Question

Differentiate t²sin(2t)​

Answer 1

`\displaystyle \large{y\prime = 2t \sin (2t) + 2t^2 \cos (2t)}`

Explanation:

We are given a function:

`\displaystyle \large{y = t^2 \sin (2t)}`

To differentiate a function, we are going to use the product rules since there are two functions which are t^2 and sin(2t) multiplying together.

From the product rules,
`\displaystyle \large{y = f(x)g(x) \to y\prime = f\prime (x) g(x)+f(x) g\prime (x)}`

Therefore,
`\displaystyle \large{y = t^2 \sin (2t) \to y\prime = (t^2)\prime \sin (2t) + t^2 (\sin (2t))\prime}`

Before we start differentiating, I’d like you to look at [sin(2t)]’. A function like this, you cannot just directly derive and answer. You need to use chain rules.

We know that,
`\displaystyle \large{y = \sin (x) \to y\prime = \cos (x)}` but what if the “x” is another function? Like sin(3x), sin(x^2) as examples. The insides are another function, can be expressed as fog(x) or gof(x) is composite function.

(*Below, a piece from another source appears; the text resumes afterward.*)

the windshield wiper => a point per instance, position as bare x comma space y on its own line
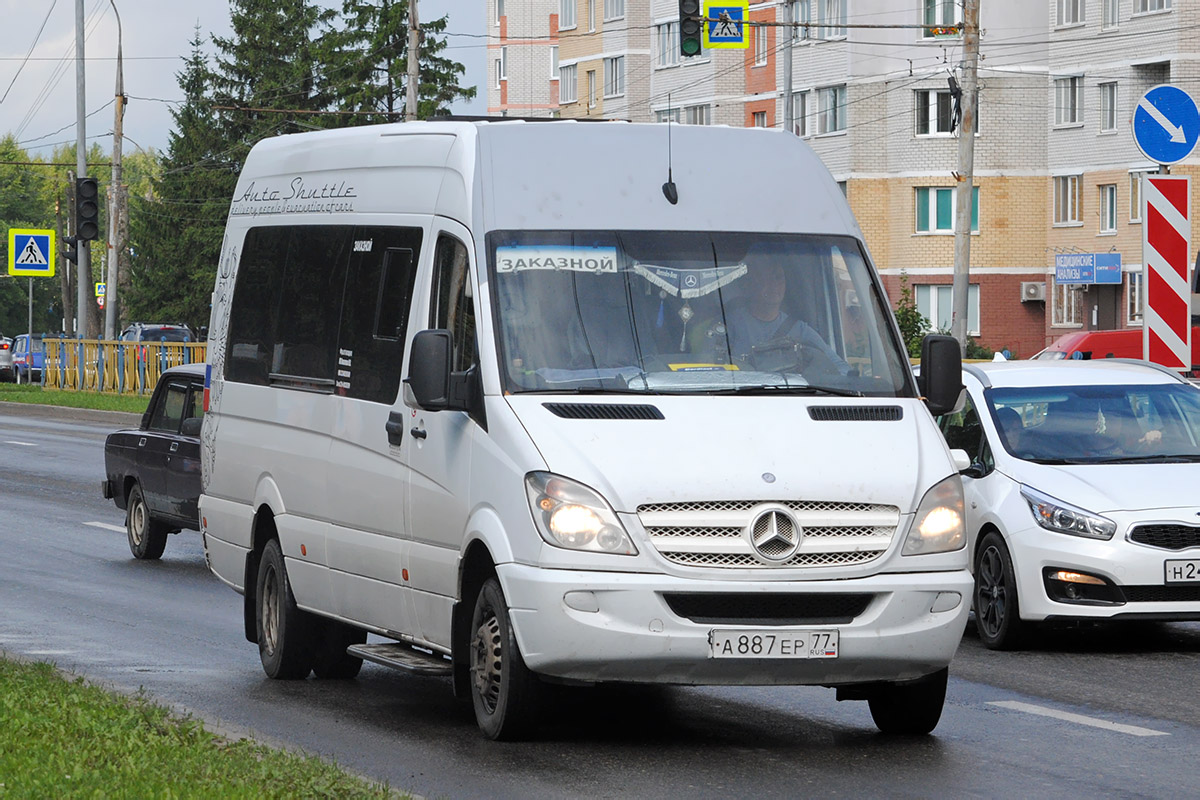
771, 389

Basically, chain rule is a rule or formula for composite function and it’s the most common and useful as well as being always used in differentiation.

Chain Rules

`\displaystyle \large{(dy)/(dx) = (dy)/(du) (du)/(dx)}`

where u is another function in a bracket. From the formula above, it can be also written as:

`\displaystyle \large{[f(g(x))]\prime = f(g(x))\prime \cdot g(x)\prime`

To simply say, you differentiate the whole function first then multiply with the chain or inner derived function.

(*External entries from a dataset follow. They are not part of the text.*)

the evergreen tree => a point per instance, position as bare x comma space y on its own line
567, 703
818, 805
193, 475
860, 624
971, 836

So from the function, we obtain:

`\displaystyle \large{y\prime = 2t \sin (2t) + t^2 \cos (2t) \cdot (2t)\prime}\\ \displaystyle \large{y\prime = 2t \sin (2t) + t^2 \cos (2t) \cdot 2}\\ \displaystyle \large{y\prime = 2t \sin (2t) + 2t^2 \cos (2t)}`

The factored form would be:

`\displaystyle \large{y\prime = 2t ( \sin (2t) + t \cos (2t))}`

From above, for polynomial function, to differentiate, you can do by using the power rules.

Power Rules

`\displaystyle \large{y = ax^n \to y\prime = nax^(n-1)}`